Max Planck Institute for Evolutionary Anthropology, Department of Linguistic and Cultural Evolution, Leipzig, 04103, Germany.
Uppsala University, Department of Linguistics and Philology, Uppsala, 751 26, Sweden.
Sci Data. 2024 Aug 29;11(1):949. doi: 10.1038/s41597-024-03816-w.
Wurm & Hattori's Language Atlas of the Pacific Area describes the geographic speaker areas of the languages and language varieties spoken in the Pacific. Thanks to the efforts of the Electronic Cultural Atlas Initiative, this monumental piece of work has been available in digital form for over 15 years. But lacking proper identification of language varieties, this digitized data was largely unusable for today's research methods. We turned ECAI's digitized artefacts of the Language Atlas into an open, reusable geo-referenced dataset of speaker area polygons for a quarter of the world's languages. This allows for much more refined analysis methods to, for example, analyse language contact in the area of the world with the highest linguistic diversity. We also describe a number of tool applications and quality checks which may be useful for methodological development in similar digitization efforts.

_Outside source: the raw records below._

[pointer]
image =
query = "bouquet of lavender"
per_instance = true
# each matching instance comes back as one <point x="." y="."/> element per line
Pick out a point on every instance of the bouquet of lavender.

沃尔姆和服部的《太平洋地区语言图集》描述了太平洋地区语言和语言变体的地理分布情况。得益于电子文化地图集倡议的努力,这部巨著已经以数字化形式存在了 15 年以上。但是,由于缺乏对语言变体的适当识别,这些数字化数据在很大程度上无法用于当今的研究方法。我们将《语言图集》中的电子文化地图集制品转化为四分之一世界语言的开放式、可重复使用的、具有地理位置参照的发言人区域多边形数据集。这使得可以采用更加精细的分析方法,例如,分析语言在世界上语言多样性最高的地区的接触情况。我们还描述了一些工具应用程序和质量检查,这些对于类似数字化工作中的方法学发展可能是有用的。